A lack of funding is a major part of the problem of poor regulation. But money is not the only issue. A lack of appropriate coordination among various agencies responsible for enforcing civil rights and equal opportunity, and insufficient political stature at the federal administrative level of government to make elimination of discrimination a national priority, all combine to undermine progress on this essential national mandate.

In response to this continued failure to enforce the law, the National Community Reinvestment Coalition has asked, in Congressional testimony in June of this year, for the establishment of a new cabinet-level agency focused on Civil Rights Enforcement. This agency would be responsible for measuring, monitoring and eliminating all forms of discrimination from our society once and for all. And given the importance of housing to accessing opportunities for social and economic advancement, housing-related laws would be among the new agency's highest priorities. Enforcing the law would immediately open the door for millions of households who are ready and prepared to access improved housing opportunities and for whom the only impediment is illegal discriminatory actions.

The future of housing policy demands a systemic approach to the issues. Piecemeal strategies have run their course and will be insufficient to address our severe housing challenges. Success will require that the financial system better serve the American public. Success will hinge on the extent to which land-use and development practices are better managed to create greater affordable housing opportunities with fewer federal housing resources.
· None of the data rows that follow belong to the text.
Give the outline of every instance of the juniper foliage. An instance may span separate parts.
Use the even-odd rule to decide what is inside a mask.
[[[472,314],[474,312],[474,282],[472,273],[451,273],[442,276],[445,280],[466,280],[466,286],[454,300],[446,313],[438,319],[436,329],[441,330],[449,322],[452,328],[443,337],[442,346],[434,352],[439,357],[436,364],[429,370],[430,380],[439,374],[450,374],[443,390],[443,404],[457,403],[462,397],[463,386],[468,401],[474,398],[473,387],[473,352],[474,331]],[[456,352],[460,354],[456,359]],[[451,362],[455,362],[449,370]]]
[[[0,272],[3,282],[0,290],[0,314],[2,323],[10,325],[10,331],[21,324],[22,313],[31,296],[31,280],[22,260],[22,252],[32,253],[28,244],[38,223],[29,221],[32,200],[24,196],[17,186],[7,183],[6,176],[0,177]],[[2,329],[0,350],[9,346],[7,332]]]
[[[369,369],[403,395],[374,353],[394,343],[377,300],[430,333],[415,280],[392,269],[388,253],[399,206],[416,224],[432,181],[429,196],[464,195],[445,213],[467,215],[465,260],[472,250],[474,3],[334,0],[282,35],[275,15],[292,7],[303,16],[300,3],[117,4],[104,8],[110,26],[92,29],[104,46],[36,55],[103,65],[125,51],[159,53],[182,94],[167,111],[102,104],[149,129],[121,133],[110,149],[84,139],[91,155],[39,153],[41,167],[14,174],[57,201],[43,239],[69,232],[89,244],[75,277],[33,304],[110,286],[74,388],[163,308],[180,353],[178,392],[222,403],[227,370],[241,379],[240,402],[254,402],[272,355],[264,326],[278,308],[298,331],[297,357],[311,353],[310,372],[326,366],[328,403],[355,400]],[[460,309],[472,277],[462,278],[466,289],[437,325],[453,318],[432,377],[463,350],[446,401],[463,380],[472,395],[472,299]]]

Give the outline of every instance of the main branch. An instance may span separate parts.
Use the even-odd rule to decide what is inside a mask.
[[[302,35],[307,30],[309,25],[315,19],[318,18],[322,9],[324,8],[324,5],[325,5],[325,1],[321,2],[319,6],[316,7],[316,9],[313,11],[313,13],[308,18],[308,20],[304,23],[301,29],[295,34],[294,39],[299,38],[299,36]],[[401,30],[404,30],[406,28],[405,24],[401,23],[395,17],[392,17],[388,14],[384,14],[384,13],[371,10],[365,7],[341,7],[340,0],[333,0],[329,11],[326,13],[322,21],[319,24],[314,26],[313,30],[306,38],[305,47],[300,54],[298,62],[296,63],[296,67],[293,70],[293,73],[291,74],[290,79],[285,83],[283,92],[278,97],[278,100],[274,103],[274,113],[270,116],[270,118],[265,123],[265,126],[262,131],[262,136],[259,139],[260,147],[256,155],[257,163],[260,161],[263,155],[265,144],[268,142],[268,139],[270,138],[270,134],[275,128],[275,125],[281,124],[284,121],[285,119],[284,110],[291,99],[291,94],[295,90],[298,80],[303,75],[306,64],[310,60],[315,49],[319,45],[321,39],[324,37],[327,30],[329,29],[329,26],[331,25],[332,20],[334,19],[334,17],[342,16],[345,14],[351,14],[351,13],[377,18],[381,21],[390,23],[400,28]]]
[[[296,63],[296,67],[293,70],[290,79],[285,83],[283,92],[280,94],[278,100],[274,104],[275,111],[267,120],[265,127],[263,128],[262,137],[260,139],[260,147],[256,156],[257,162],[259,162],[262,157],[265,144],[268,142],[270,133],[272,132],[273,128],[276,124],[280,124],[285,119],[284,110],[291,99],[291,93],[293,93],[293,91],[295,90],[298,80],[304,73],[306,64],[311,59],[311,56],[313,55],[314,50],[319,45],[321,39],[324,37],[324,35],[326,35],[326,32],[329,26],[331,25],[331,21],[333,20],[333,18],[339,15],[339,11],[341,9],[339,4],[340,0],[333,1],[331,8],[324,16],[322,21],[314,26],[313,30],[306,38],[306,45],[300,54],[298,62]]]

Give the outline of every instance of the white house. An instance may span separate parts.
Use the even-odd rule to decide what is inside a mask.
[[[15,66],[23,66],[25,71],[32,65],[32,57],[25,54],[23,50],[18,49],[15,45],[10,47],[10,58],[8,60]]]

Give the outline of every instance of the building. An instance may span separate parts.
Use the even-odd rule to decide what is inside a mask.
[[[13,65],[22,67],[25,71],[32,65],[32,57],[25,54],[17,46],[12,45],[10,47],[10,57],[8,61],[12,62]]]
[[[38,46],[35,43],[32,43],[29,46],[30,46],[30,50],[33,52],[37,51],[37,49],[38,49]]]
Success will require that housing subsidies be allocated in a fair and equitable manner to achieve greater benefits by a broader range of households. Success will depend on special programs by local governments and nonprofit organizations to address the unique problems created by high foreclosure activity—particularly in distressed communities. And, finally, success demands an end to biased and discriminatory real estate practices that deny minority households a broader range of housing and economic opportunities for reasons unrelated to their financial ability.

This is a tall order to fill, but if we are willing to address the problems we face at a more systemic level, perhaps we may finally see more substantial positive results that are achievable and essential.